“I am satisfied because the commission, unthinkable until a few months ago, has taken on board our proposals, the result of long, serious and confidential work”. So says Economy Minister Giancarlo Giorgetti on the proposal to expand the Nec defence to energy, formalised today by the commission on the sidelines of the recommendations to countries.
“When the limits of utilisation are specified, the Mef reserves the right to make the most targeted proposals to protect businesses and households. Of course, the assessment must be made as a whole and must also take into account the latest estimates provided by the Commission and the elements contained in the Commission’s recommendations that testify to the effort and seriousness of Italy’s public finance”.

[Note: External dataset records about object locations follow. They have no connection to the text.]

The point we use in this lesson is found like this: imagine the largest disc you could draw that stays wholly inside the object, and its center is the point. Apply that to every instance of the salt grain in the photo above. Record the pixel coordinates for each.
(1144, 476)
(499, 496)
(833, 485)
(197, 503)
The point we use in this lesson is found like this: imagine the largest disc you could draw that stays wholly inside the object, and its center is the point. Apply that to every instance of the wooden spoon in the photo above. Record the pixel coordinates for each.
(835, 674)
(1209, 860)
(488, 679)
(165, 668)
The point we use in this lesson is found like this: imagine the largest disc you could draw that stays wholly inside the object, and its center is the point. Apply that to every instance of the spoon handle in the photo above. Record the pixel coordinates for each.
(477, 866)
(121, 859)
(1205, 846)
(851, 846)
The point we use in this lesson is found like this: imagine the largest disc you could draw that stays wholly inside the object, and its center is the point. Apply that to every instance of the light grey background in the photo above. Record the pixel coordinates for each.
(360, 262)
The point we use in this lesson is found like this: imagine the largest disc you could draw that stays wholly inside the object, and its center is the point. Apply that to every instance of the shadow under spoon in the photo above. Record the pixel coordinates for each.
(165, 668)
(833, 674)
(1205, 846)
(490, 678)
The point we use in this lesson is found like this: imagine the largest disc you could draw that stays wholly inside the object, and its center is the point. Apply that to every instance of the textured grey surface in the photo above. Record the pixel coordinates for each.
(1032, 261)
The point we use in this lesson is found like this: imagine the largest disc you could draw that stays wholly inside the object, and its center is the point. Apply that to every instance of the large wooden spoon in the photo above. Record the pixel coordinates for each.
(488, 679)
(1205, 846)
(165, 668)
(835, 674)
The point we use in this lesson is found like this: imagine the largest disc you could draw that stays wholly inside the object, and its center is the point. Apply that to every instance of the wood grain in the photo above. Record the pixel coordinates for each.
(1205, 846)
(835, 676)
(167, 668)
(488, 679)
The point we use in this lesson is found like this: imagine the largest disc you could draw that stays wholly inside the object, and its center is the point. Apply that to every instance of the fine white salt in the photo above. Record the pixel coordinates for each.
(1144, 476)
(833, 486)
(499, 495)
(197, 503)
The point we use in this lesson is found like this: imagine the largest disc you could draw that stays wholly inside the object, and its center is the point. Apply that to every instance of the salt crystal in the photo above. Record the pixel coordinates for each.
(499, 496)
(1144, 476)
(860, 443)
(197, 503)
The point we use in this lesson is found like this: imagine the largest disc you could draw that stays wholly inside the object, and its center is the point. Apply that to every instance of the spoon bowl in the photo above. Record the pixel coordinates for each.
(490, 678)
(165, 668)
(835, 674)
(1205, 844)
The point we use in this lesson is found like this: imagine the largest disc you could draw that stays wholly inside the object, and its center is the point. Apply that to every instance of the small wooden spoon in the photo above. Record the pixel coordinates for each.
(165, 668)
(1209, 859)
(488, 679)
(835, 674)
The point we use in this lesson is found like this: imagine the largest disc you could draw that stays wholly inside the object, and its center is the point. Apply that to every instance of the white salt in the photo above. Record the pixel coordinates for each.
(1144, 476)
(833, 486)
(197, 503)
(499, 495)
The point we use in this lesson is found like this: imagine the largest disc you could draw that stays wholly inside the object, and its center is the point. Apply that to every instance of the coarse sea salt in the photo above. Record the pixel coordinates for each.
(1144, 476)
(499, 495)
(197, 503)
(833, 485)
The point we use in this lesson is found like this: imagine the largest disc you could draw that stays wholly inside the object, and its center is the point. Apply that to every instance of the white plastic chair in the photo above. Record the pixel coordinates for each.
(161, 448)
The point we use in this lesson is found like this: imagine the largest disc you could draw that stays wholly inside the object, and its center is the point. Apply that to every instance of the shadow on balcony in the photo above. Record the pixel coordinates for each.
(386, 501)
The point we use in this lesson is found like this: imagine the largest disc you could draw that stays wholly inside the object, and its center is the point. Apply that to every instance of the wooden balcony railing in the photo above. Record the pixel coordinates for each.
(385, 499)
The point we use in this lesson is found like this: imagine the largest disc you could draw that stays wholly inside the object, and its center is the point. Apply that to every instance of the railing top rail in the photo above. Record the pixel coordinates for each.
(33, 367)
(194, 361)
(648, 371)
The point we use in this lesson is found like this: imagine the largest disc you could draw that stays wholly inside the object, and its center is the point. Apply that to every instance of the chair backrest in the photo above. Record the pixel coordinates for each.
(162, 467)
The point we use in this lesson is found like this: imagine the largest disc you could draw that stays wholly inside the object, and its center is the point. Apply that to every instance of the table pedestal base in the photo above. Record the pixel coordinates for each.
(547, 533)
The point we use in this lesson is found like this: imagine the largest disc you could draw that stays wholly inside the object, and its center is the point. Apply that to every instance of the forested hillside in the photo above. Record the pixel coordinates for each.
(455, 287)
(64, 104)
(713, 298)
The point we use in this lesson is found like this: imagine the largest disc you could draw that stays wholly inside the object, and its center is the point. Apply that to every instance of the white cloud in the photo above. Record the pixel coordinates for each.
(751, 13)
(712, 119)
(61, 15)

To Italia, findings on accounts, energy, labour and health
Maintain the correction of public accounts, ensure that any measures against high energy prices are temporary and targeted, accelerate the implementation of the NRP and the cohesion funds, support research and innovation, strengthen public administration and justice, push on the energy transition and intervene on the labour market, education, health and social inclusion. These are the six recommendations addressed by the European Commission to Italia in the context of the European semester 2026.
Ok to use escape clause
“In view of the investments needed for Europe’s long-term energy security and at the request of the member state, the commission proposes to allow member states to request to extend the scope of the current national derogation clause (Nec) for defence to energy resilience measures, on a temporary and limited basis”. Brussels indicates this in its spring package of recommendations. ‘This possible extension,’ the commission explains, ‘will include measures, taken from February 2026, that reduce dependence on imported fossil fuels and thus enhance Europe’s security and resilience. Within the existing cap (1.5 per cent of GDP) for additional defence spending under the NEC, a dedicated annual cap for the period 2026-2028 (0.3 per cent of GDP) and a cumulative cap (0.6 per cent of GDP) for the same period will apply specifically to energy resilience measures. Importantly, this approach ensures that all fiscal sustainability safeguards remain fully in place’. At the moment, it is not yet clear whether the clause can be activated for expenditure on energy without pure defence expenditure at the same time.